Smart, Experienced, Persuasive – and Still the Wrong CEO
Writer: Jari Tourunen
When a board appoints a new CEO, attention often gravitates toward the obvious markers: experience, track record, education, and how convincingly the candidate presents themselves.
The recruitment process may have been rigorous and professional. The selected CEO may be highly capable, accomplished, emotionally intelligent, and impressive in every respect. And yet, the company still fails to achieve the desired results under their leadership.
In most cases, this does not mean the CEO was poor. It simply means that success in one environment does not automatically transfer to another.
So why does this happen?
Context Is Everything
Leaders succeed within specific contexts.
A CEO who thrived in a high-growth company may have delivered results in an environment defined by speed, entrepreneurial decision-making, and continuous transformation. That same leadership style may not translate well into a family-owned business, a stable expert organization, or a listed company facing an entirely different level of stakeholder complexity.
One of the most important questions in CEO search is not simply what a candidate has achieved, but under what circumstances those achievements were made.
Confidence Is Not the Same as Capability
In recruitment situations, confidence can easily be mistaken for leadership.
Candidates who respond quickly, articulate strong opinions, and project certainty often make a powerful impression.
Research suggests, however, that sophisticated thinking is often reflected in something quite different: the ability to tolerate uncertainty, reconsider one’s assumptions when new information emerges, and keep multiple possibilities open longer than others might find comfortable.
Psychologist Adam Grant has described this as the ability to rethink.
And that matters.
Because the CEO’s role is rarely about having ready-made answers. More often, it is about asking the right questions when certainty simply does not exist.
The CEO Role Is Fundamentally Different
Many strong business leaders struggle when they step into the CEO role because the nature of leadership changes fundamentally.
A CEO no longer leads only a business unit, a function, or a commercial engine. The role expands to encompass strategy, board relationships, culture, communications, crises, and organizational trust.
In many ways, becoming a CEO means entering a new reality — one that requires learning, adaptation, and a willingness to reshape one’s own thinking.
The role can also be profoundly lonely.
Ambiguity is not the exception; it is part of the daily job.
Which is why self-awareness, learning agility, and comfort with uncertainty may be among the most critical leadership capabilities of all.
Timing Matters More Than the First 100 Days
New CEOs often feel pressure to demonstrate impact quickly. That can lead to rushed organizational changes, rewritten strategies, or premature leadership team reshuffles.
But often, the issue is not the decision itself — it is the timing.
The best CEOs are not always the fastest movers. They first read the situation, build trust, and understand how the organization truly works before making major moves.
The Board’s Most Common Mistake
Many boards ask a familiar question:
Is this person experienced enough?
A better question would be:
In what kind of environment is this person at their best?
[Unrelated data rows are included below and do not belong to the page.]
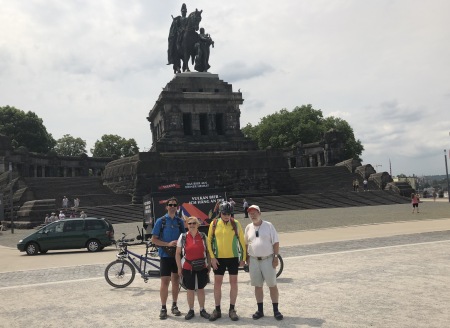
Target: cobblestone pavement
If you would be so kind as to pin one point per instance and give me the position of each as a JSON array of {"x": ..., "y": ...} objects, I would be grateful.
[
  {"x": 301, "y": 220},
  {"x": 399, "y": 281},
  {"x": 42, "y": 276}
]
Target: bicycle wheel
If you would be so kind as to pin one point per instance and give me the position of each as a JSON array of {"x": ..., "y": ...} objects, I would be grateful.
[
  {"x": 119, "y": 273},
  {"x": 281, "y": 265}
]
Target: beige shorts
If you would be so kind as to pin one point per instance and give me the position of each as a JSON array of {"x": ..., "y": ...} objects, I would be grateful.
[{"x": 262, "y": 270}]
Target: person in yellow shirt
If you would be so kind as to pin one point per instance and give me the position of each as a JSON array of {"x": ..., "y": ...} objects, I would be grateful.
[{"x": 226, "y": 246}]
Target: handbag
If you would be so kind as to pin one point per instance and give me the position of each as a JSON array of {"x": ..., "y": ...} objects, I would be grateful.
[{"x": 197, "y": 265}]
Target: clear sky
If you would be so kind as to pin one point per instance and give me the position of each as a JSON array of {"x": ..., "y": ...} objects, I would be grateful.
[{"x": 89, "y": 68}]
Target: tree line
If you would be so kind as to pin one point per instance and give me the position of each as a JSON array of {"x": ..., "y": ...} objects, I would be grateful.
[
  {"x": 280, "y": 130},
  {"x": 26, "y": 129}
]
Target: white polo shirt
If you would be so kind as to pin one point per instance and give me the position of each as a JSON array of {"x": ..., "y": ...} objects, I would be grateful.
[{"x": 262, "y": 245}]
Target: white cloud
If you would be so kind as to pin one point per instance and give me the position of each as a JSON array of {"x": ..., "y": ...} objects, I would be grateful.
[{"x": 90, "y": 68}]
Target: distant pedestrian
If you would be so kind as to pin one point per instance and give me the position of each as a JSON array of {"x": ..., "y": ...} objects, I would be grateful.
[
  {"x": 365, "y": 183},
  {"x": 245, "y": 205},
  {"x": 232, "y": 203},
  {"x": 415, "y": 202},
  {"x": 65, "y": 202},
  {"x": 53, "y": 217}
]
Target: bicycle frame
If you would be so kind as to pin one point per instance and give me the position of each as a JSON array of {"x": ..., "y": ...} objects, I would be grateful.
[{"x": 144, "y": 260}]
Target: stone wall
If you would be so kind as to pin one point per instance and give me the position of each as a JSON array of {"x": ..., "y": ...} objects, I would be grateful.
[{"x": 238, "y": 172}]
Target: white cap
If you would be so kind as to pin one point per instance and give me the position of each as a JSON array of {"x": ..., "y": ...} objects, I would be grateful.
[{"x": 255, "y": 207}]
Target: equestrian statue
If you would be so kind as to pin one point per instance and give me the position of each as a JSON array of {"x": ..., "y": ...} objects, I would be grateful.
[{"x": 185, "y": 43}]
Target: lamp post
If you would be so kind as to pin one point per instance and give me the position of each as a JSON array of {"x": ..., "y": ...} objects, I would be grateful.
[
  {"x": 446, "y": 171},
  {"x": 11, "y": 204}
]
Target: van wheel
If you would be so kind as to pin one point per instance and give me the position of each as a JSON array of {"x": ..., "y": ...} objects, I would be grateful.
[
  {"x": 32, "y": 249},
  {"x": 93, "y": 245}
]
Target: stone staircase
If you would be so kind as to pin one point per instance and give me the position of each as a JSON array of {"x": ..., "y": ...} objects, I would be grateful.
[
  {"x": 90, "y": 191},
  {"x": 313, "y": 180},
  {"x": 331, "y": 199},
  {"x": 95, "y": 199}
]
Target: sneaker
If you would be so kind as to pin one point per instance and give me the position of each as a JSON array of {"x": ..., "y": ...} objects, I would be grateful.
[
  {"x": 163, "y": 314},
  {"x": 204, "y": 314},
  {"x": 175, "y": 311},
  {"x": 233, "y": 316},
  {"x": 216, "y": 315},
  {"x": 257, "y": 315},
  {"x": 190, "y": 315},
  {"x": 278, "y": 316}
]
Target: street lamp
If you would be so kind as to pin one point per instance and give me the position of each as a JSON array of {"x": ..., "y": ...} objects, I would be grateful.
[
  {"x": 11, "y": 203},
  {"x": 446, "y": 171}
]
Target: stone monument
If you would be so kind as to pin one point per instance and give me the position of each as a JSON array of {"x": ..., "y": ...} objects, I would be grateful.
[{"x": 196, "y": 132}]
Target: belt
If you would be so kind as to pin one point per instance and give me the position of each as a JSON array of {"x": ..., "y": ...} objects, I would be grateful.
[{"x": 260, "y": 258}]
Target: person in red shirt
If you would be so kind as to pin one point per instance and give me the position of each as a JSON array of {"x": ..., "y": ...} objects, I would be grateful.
[{"x": 194, "y": 265}]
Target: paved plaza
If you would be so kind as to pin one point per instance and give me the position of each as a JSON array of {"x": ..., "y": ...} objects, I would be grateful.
[{"x": 376, "y": 266}]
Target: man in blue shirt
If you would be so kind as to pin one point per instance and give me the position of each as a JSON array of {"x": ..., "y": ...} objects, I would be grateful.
[{"x": 165, "y": 235}]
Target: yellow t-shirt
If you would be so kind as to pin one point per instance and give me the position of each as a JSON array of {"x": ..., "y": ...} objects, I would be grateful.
[{"x": 224, "y": 243}]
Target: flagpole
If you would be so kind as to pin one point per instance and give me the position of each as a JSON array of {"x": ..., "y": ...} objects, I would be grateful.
[{"x": 446, "y": 171}]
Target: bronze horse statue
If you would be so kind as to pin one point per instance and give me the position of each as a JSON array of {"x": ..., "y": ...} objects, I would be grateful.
[{"x": 189, "y": 38}]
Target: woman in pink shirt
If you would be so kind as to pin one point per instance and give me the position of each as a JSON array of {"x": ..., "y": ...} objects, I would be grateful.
[{"x": 415, "y": 202}]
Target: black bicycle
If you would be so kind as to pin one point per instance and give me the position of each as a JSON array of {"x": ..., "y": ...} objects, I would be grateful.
[{"x": 121, "y": 272}]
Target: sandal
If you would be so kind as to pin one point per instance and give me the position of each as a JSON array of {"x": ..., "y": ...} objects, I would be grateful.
[
  {"x": 257, "y": 315},
  {"x": 278, "y": 316}
]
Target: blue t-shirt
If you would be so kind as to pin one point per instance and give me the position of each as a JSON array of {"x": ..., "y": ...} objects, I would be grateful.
[{"x": 172, "y": 230}]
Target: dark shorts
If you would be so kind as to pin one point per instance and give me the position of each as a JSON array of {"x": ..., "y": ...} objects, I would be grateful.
[
  {"x": 195, "y": 279},
  {"x": 232, "y": 264},
  {"x": 168, "y": 265}
]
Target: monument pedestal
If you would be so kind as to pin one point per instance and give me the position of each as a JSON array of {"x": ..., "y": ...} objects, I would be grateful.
[
  {"x": 197, "y": 112},
  {"x": 197, "y": 140}
]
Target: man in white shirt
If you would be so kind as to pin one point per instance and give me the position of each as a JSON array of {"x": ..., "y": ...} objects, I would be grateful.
[{"x": 262, "y": 244}]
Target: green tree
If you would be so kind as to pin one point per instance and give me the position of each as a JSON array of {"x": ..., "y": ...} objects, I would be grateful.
[
  {"x": 285, "y": 128},
  {"x": 25, "y": 129},
  {"x": 70, "y": 146},
  {"x": 111, "y": 145},
  {"x": 353, "y": 147}
]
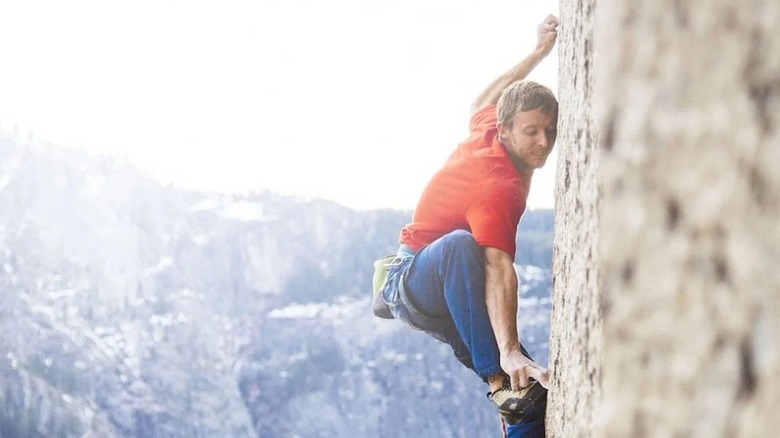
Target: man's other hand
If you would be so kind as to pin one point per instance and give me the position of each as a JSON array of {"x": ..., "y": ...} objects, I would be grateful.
[{"x": 547, "y": 32}]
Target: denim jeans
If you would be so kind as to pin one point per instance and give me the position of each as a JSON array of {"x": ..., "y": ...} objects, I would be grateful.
[{"x": 441, "y": 291}]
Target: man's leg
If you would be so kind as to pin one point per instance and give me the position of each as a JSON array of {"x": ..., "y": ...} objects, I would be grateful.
[{"x": 448, "y": 278}]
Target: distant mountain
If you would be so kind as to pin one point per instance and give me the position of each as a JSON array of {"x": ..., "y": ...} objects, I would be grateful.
[{"x": 135, "y": 309}]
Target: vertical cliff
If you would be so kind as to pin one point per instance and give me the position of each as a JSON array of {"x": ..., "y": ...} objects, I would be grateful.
[
  {"x": 681, "y": 133},
  {"x": 575, "y": 343}
]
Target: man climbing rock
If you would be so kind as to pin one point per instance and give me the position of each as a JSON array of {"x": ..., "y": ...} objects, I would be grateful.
[{"x": 453, "y": 276}]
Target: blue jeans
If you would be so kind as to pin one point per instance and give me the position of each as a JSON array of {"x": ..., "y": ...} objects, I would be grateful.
[{"x": 441, "y": 291}]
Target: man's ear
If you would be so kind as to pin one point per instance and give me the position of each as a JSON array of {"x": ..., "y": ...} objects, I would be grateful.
[{"x": 503, "y": 130}]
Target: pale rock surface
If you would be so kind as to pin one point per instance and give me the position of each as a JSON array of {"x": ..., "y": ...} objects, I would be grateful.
[{"x": 686, "y": 110}]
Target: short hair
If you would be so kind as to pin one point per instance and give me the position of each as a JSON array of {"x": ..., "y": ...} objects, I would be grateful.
[{"x": 525, "y": 96}]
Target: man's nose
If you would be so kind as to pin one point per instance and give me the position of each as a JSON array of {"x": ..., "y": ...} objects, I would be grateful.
[{"x": 544, "y": 141}]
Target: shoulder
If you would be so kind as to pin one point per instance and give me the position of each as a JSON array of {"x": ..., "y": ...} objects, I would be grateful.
[{"x": 483, "y": 119}]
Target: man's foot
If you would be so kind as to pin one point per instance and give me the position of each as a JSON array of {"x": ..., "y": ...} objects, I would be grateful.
[{"x": 515, "y": 405}]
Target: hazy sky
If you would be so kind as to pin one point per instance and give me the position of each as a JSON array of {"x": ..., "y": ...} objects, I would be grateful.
[{"x": 358, "y": 101}]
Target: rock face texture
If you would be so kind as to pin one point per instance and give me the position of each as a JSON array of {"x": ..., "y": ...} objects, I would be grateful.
[
  {"x": 575, "y": 342},
  {"x": 681, "y": 133}
]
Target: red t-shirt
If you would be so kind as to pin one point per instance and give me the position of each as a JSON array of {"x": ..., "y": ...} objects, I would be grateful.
[{"x": 478, "y": 190}]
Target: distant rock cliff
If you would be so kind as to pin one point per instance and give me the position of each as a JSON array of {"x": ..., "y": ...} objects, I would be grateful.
[
  {"x": 666, "y": 317},
  {"x": 132, "y": 309}
]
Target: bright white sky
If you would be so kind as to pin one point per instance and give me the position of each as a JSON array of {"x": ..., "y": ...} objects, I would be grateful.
[{"x": 358, "y": 101}]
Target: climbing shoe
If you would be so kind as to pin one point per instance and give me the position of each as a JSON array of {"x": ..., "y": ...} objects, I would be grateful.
[{"x": 514, "y": 406}]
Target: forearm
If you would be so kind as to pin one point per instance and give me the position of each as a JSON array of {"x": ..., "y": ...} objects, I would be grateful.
[
  {"x": 518, "y": 72},
  {"x": 501, "y": 301}
]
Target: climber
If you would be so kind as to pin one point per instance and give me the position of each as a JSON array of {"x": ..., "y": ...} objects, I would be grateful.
[{"x": 453, "y": 276}]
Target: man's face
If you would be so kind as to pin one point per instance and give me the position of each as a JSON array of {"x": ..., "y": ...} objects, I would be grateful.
[{"x": 530, "y": 139}]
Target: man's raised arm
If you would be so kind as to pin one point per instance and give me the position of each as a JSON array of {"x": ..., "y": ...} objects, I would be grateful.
[{"x": 547, "y": 32}]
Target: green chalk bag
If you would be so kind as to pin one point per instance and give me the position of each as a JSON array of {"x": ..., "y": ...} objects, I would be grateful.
[{"x": 378, "y": 305}]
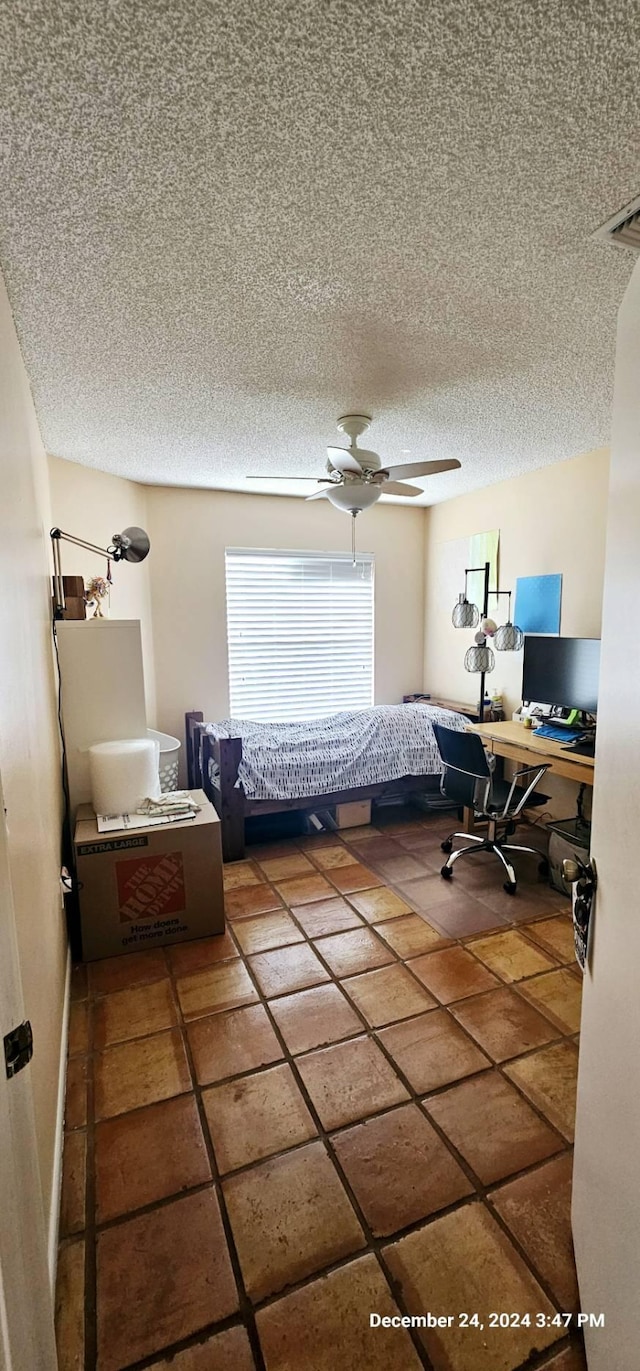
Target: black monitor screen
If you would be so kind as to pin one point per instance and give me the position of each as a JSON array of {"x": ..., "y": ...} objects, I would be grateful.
[{"x": 562, "y": 671}]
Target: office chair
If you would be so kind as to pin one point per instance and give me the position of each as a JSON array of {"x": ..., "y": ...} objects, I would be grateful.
[{"x": 469, "y": 782}]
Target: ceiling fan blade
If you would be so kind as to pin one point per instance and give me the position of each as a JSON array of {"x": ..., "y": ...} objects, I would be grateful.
[
  {"x": 343, "y": 461},
  {"x": 267, "y": 476},
  {"x": 421, "y": 468},
  {"x": 399, "y": 488}
]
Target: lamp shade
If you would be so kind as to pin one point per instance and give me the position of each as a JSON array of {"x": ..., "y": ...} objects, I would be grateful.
[
  {"x": 478, "y": 658},
  {"x": 509, "y": 638},
  {"x": 465, "y": 614},
  {"x": 130, "y": 546}
]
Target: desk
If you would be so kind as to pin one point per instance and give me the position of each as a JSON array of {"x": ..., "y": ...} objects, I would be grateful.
[{"x": 521, "y": 745}]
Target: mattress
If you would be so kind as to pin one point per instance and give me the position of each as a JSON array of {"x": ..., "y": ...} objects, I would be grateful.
[{"x": 341, "y": 751}]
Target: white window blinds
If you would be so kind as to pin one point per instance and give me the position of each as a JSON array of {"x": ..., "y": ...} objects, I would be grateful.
[{"x": 299, "y": 634}]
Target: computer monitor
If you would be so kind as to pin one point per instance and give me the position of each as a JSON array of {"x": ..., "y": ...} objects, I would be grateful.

Capability is not one-dimensional. Neither is leadership.
There is no universally “right” CEO.
There are CEOs who are right for a particular situation.
The Ability to Rethink May Be the Ultimate CEO Capability
In senior executive search, finding intelligent, experienced, successful, and highly capable CEO candidates is rarely the challenge.
The more important task is understanding how well a candidate can learn from a situation they do not yet fully understand.
Because in the CEO role, the ability to revise one’s thinking in light of new information is often far more valuable than having confident answers from day one.
That may be one of the clearest differentiators between a persuasive CEO candidate — and the right CEO.